1. Pinus albicaulis Engelmann, Trans. Acad. Sci. St. Louis. 2: 209. 1863.
Whitebark pine, pine à blanche écorce
Apinus albicaulis (Engelmann) Rydberg
Trees to 21m; trunk to 1.5m diam., straight to twisted and contorted; crown conic, becoming rounded to irregularly spreading. Bark pale gray, from distance appearing whitish to light gray and smooth, in age separating into thin plates. Branches spreading to ascending, often persistent to trunk base; twigs stout, pale red-brown, with light brown, often glandular puberulence, somewhat roughened by elevated scars, aging gray to pale gray-brown. Buds ovoid, light red-brown, 0.8--1cm; scale margins entire. Leaves 5 per fascicle, mostly ascending and upcurved, persisting 5--8 years, 3--7cm ´ 1--1.5(--2)mm, mostly connivent, deep yellow-green, abaxial surface less so, adaxial surface conspicuously whitened by stomates, margins rounded, minutely serrulate distally, apex conic-acute; sheath 0.8--1.2cm, shed early. Pollen cones cylindro-ovoid, ca. 10--15mm, scarlet. Seed cones remaining on tree (unless dislodged by animals), not opening naturally but through animal agency, spreading, symmetric, broadly ovoid to depressed-ovoid or nearly globose, 4--8cm, dull gray- to black-purple, sessile to short-stalked; scales thin-based and easily broken off; apophyses much thickened, strongly cross-keeled, tip upcurved, brown; umbo terminal, short, incurved, broadly triangular, tip acute. Seeds obovoid; body 7--11mm, chestnut brown, wingless. 2 n =24.
Thin, rocky, cold soils at or near timberline, montane forests; 1300--3700m; Alta., B.C.; Calif., Idaho, Mont., Nev., Oreg., Wash., Wyo.

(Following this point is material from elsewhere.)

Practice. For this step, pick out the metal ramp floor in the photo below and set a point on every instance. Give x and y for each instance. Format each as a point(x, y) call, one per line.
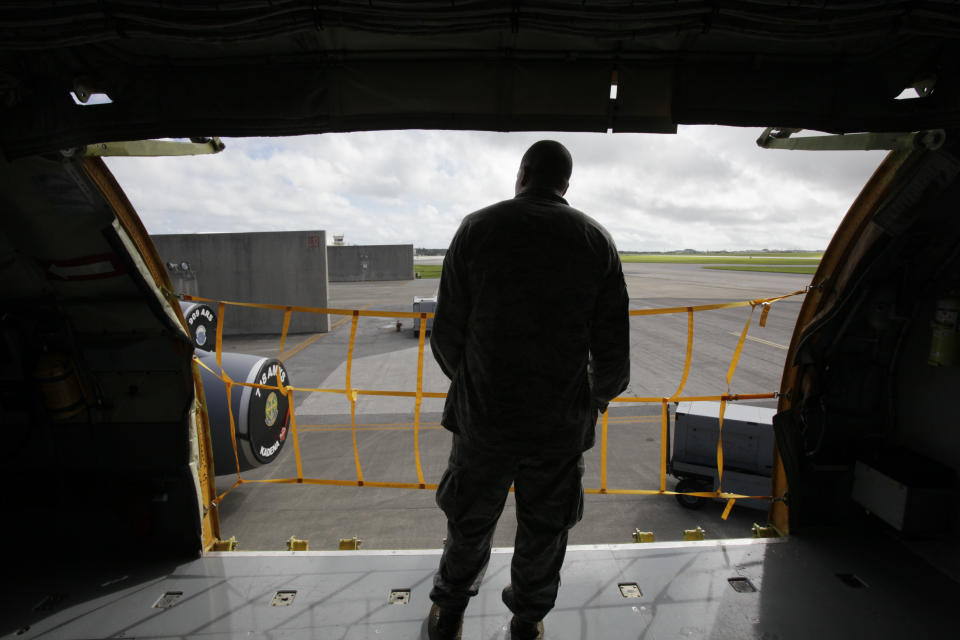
point(814, 587)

Although two reliable dendrologists, G. B. Sudworth (1917) and N. T. Mirov (1967), include Utah in the distribution of Pinus albicaulis , more recent workers have not found it to occur there.
The fresh-cut wood of Pinus albicaulis is sweet-scented. Seeds are dispersed mainly by Clark's nutcracker [ Nucifraga columbiana (Wilson), family Corvidae].
Lanner, R.M. 1982. Adaptations of whitebark pine for seed dispersal by Clark's nutcracker. Canad. J. Forest Res. 12: 391--402.